You can, and some devices do, use Newton's algorithm. For square roots, it consists of taking an initial guess z ; it can be pretty bad, say you guess sqrt(a) to just be a.

Then you calculate (z + a/z) / 2 *. This is a much better estimate. Now set that result to be z and plug it in again; and again; and again. It becomes a very good approximation to the square root pretty fast.

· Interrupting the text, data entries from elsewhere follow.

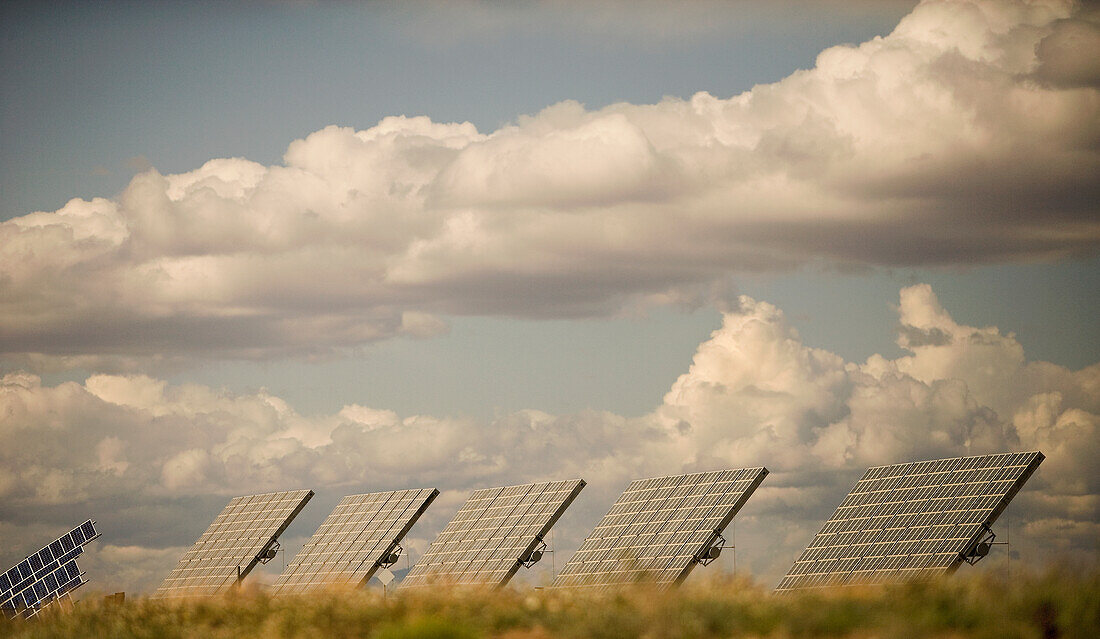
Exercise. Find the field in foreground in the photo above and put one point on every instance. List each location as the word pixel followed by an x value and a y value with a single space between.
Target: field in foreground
pixel 1060 603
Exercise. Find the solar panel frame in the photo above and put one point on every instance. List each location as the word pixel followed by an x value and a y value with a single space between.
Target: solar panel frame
pixel 493 533
pixel 232 544
pixel 912 520
pixel 333 558
pixel 658 529
pixel 46 574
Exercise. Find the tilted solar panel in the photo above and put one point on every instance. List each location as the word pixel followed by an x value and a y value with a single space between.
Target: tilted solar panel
pixel 913 520
pixel 494 532
pixel 660 528
pixel 359 537
pixel 245 533
pixel 45 575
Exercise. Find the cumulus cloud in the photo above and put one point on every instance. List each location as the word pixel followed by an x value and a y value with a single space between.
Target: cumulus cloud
pixel 967 134
pixel 154 461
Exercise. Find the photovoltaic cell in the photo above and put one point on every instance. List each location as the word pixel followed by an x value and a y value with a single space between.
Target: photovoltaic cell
pixel 45 575
pixel 351 543
pixel 659 528
pixel 913 520
pixel 493 535
pixel 232 546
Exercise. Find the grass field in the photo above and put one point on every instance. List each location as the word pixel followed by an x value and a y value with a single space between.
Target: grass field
pixel 1059 603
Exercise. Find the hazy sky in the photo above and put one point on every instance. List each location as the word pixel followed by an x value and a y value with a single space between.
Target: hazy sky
pixel 361 246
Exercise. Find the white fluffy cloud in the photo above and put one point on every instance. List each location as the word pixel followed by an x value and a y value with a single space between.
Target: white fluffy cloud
pixel 969 133
pixel 152 461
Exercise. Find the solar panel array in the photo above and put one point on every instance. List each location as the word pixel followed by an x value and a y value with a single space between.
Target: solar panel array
pixel 46 575
pixel 911 520
pixel 493 533
pixel 659 527
pixel 231 546
pixel 353 541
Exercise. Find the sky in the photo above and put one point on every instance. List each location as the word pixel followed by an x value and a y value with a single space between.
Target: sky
pixel 267 245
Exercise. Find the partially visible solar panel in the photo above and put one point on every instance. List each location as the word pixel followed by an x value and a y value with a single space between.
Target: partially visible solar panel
pixel 232 546
pixel 493 535
pixel 911 520
pixel 353 541
pixel 46 575
pixel 659 529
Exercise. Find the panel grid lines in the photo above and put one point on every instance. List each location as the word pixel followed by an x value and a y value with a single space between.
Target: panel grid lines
pixel 483 544
pixel 45 575
pixel 657 528
pixel 347 548
pixel 244 528
pixel 911 520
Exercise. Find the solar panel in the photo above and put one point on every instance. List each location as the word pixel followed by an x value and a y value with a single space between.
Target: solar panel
pixel 913 520
pixel 496 531
pixel 361 535
pixel 45 575
pixel 660 528
pixel 245 533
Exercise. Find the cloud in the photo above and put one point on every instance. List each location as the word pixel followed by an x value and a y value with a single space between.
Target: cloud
pixel 969 134
pixel 153 461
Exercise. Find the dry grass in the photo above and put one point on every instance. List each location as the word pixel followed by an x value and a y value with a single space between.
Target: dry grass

Example: calculating sqrt(5), starting with the estimate z=2 to get nice simple fractions instead of ugly decimals (a calculator obviously would not care, but I do).

• Step 0: z=2 ; z² = 4.
• Step 1: z = (2 + 5/2)/2 = 9/4 ; z² = 5.0625
• Step 2: z = (9/4 + 5·4/9)/2 = 161/72 ; z² ~ 5.00019
• Step 3: z = (161/72 + 5·72/161)/2 = 51841/23184 ; z² ~ 5.00000000186

It took us only 3 iterations to get 8 digits down. It can actually be shown that the number of correct digits roughly doubles each step. So with one more, we easily get the 10 or 12 digits most calculators use.

*: Note how (z + a/z) / 2 is in the middle between our previous guess z and a/z, which is another plausible guess (indeed, if z²=a, then a/z is just z; and if z is too small, then a/z is too large, and vice versa). The true reason behind the algorithm is based in calculus, one approximates using tangents at a curve to find places that should be closer to solutions.